Some thoughts about tonearm wire

I did not say a length of wire does not have inductance (or capacitance).  I did say that the gauge of the wire has little effect on reactance (thinking of a single conductor in space with nothing around it), compared to the geometry of the wire in relation to other conductors that might be carrying either ground return or the opposite phase of a balanced connection, in an IC or inside a tonearm wand, where you have two hots and two grounds running close together in the case of an SE circuit or two positive and two negative phases, if the cartridge is running balanced mode.  Twisting increases C, and running them side by side might increase L. Also, the wires inside a chassis can affect each other’s reactance depending upon how they are routed with respect to one another. The effect of those factors on capacitance would outweigh the difference in capacitance between two very thin wires of slightly different gauge singly in free space, or at least I think so.  If you have some data, I would be interested to investigate this further.  

Most of us by and large do not have access to your lab equipment.  Therefore, when you say that resistance should be less than 80 milliohms (I think that is an accurate paraphrase, but if not, please correct me), that is not a useful criterion for the rest of us who cannot measure down past, really 0.2 ohms.  I have expensive Fluke digital and Triplett analog meters, and neither can go that low. My Fluke meter reads 0.2 ohms when the two leads are in contact.  Furthermore, the slightest bit of dirt, grease, or whatever on the probe would screw up the reading of 80 mohms.  I also did not mention it before, but why or how did you settle on 80mohms as the max permissible resistance?  Just wondering. I have thought on this issue myself, once in a while. Many gain stages use a resistance in series with the grid of the gain tube or the gate of a transistor, in order to suppress oscillation of the circuit.  In a tube stage, the value of such a resistor is usually at least 100 ohms.
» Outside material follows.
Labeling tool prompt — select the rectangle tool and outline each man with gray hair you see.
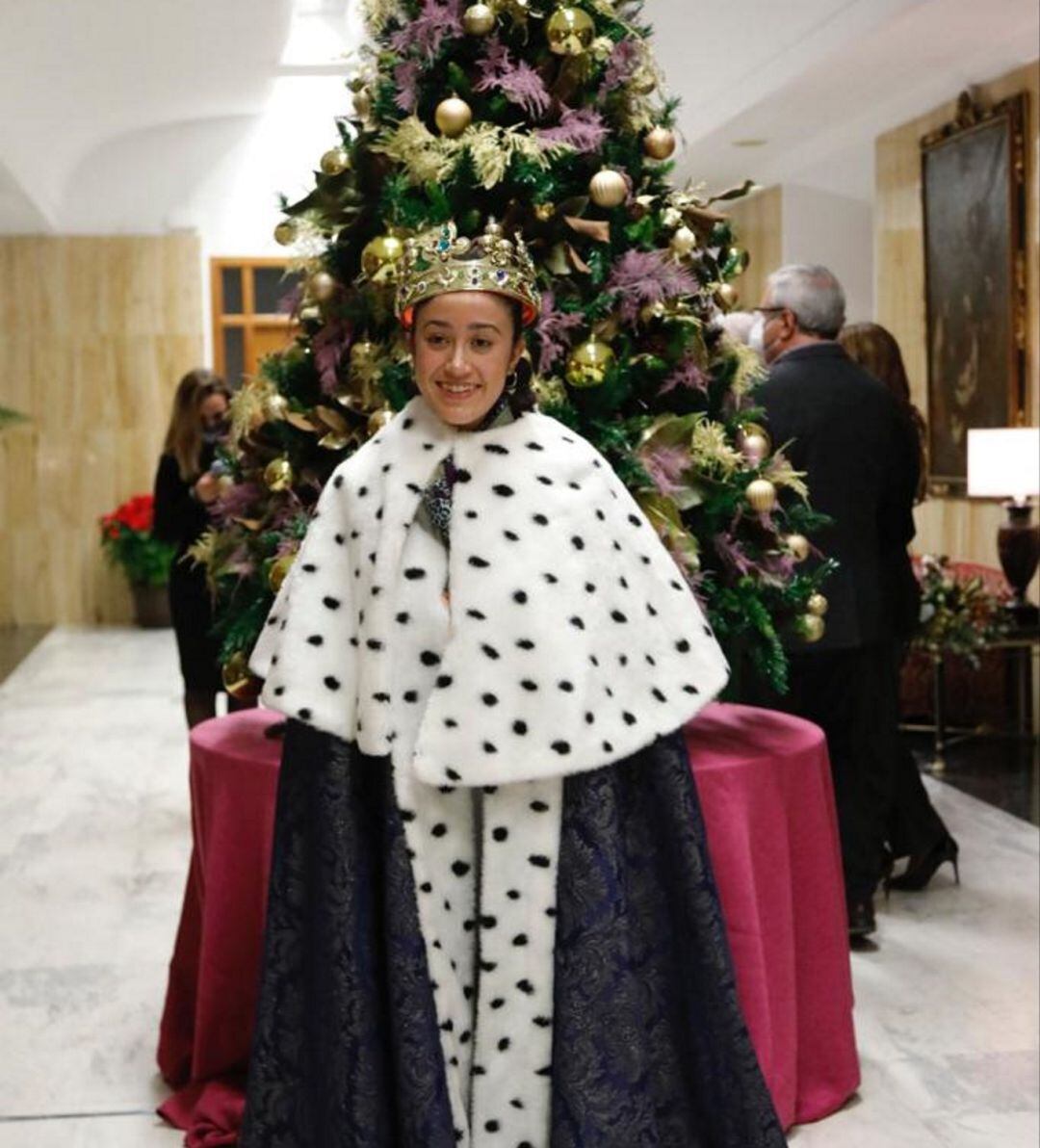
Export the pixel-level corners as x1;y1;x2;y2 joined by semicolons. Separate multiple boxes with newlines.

I wonder how the resistance of the wire carrying the signal to one end of the "grid stop" resistor could make much difference in light of that fact.  I am agnostic, unsure what to think about that.

Forgot to mention that if you think your tonearm wire is thinner than 33G, based on direct inspection, I stand corrected.  Must have been a bear to solder that stuff.

@jc4659 I have experienced works undertaken on the Mechanical Interfaces and as time went on diverted the focus onto the electrical side of the same TA.

After a selection of designs and wire types tried. 

A certain wire used continuous really shone through for the attraction brought with it. 

It also left the impression the work undertaken on the mechanical interfaces were now really able to show off the quality they had created. 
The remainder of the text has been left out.